Orange Biscuit Braids
After striking a deal with Flynn, Rapunzel finally makes a break from the tower and lets her hair down -- literally and figuratively. Inspired by the adventurous teen's 70-foot-long tresses, these tasty biscuit braids are a tad shorter. Still, baked to a golden brown and adorned with edible flowers, they're bound to be a big hit with Tangled fans.
- 3 cups flour
- 3 to 4 tablespoons sugar
- 3 teaspoons baking powder
- 1 teaspoon salt
- 1 egg, slightly beaten
- 1 cup milk, plus a little extra for brushing on the braids before baking
- 3 tablespoons vegetable oil
- 2 teaspoons orange zest
- Dried fruits and slivered almonds (for garnish)
- 2 mixing bowls
- Measuring cups and spoons
- Wooden spoon
- Cookie sheet
- Pastry brush
- Cooling rack
1. Heat the oven to 400 degrees F.
2. Meanwhile, measure the flour, sugar, baking powder, and salt into a mixing bowl, and whisk to combine the ingredients.

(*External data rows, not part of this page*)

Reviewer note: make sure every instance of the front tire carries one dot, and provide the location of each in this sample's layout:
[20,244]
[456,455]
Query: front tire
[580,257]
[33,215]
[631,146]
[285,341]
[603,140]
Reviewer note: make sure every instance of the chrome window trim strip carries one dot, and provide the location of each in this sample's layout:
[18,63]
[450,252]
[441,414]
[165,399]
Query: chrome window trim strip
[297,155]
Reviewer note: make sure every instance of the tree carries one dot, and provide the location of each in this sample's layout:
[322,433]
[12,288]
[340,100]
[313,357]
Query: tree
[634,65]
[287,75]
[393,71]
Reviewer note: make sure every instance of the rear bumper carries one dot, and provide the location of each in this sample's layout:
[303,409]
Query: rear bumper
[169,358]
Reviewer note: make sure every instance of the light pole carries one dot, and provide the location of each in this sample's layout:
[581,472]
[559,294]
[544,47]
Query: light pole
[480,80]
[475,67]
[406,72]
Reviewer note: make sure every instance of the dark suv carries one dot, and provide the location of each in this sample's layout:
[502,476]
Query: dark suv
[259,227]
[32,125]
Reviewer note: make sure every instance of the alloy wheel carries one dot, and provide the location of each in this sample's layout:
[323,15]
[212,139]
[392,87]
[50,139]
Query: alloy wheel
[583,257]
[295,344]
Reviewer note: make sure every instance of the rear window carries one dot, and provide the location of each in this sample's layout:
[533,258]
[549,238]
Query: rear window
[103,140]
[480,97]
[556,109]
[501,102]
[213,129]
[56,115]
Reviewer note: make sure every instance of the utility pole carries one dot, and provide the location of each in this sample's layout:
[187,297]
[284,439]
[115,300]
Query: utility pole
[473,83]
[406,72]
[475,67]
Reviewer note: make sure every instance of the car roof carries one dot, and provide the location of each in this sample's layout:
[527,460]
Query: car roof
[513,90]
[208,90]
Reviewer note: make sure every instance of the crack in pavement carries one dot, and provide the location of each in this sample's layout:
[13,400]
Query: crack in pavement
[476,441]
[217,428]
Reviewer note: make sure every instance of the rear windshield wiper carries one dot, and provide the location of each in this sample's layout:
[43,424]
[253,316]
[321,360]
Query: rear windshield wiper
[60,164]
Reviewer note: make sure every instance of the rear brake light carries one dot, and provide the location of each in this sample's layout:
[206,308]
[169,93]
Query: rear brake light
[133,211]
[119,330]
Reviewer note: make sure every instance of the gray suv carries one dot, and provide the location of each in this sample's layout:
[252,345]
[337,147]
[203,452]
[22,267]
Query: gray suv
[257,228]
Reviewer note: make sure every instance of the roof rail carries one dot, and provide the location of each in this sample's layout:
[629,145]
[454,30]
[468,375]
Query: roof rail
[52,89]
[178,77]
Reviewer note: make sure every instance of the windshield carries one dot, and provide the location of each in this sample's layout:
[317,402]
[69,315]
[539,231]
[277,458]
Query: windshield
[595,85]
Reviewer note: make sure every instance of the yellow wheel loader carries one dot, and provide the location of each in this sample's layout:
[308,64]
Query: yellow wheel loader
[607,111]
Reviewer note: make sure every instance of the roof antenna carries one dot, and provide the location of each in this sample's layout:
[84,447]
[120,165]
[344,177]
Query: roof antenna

3. In another mixing bowl, whisk together the egg, milk, oil, and orange zest.
4. Make a well in the dry ingredients and pour the liquid mixture into it. Stir well.
5. Divide the dough into 10 equal pieces. Using floured hands, roll each piece into a 10-inch rope, fold it in half, and twist the dough a couple of times. For the best result, handle the dough only as much as necessary. Overworking it can make the biscuits less tender.
6. Arrange the biscuit braids on an ungreased cookie sheet and brush the tops with a little milk. Bake the braids for 10 to 12 minutes.
7. Transfer the baked braids to a cooling rack.
8. Garnish the cooled braids with edible flowers made with slivered almond petals and dried fruit centers.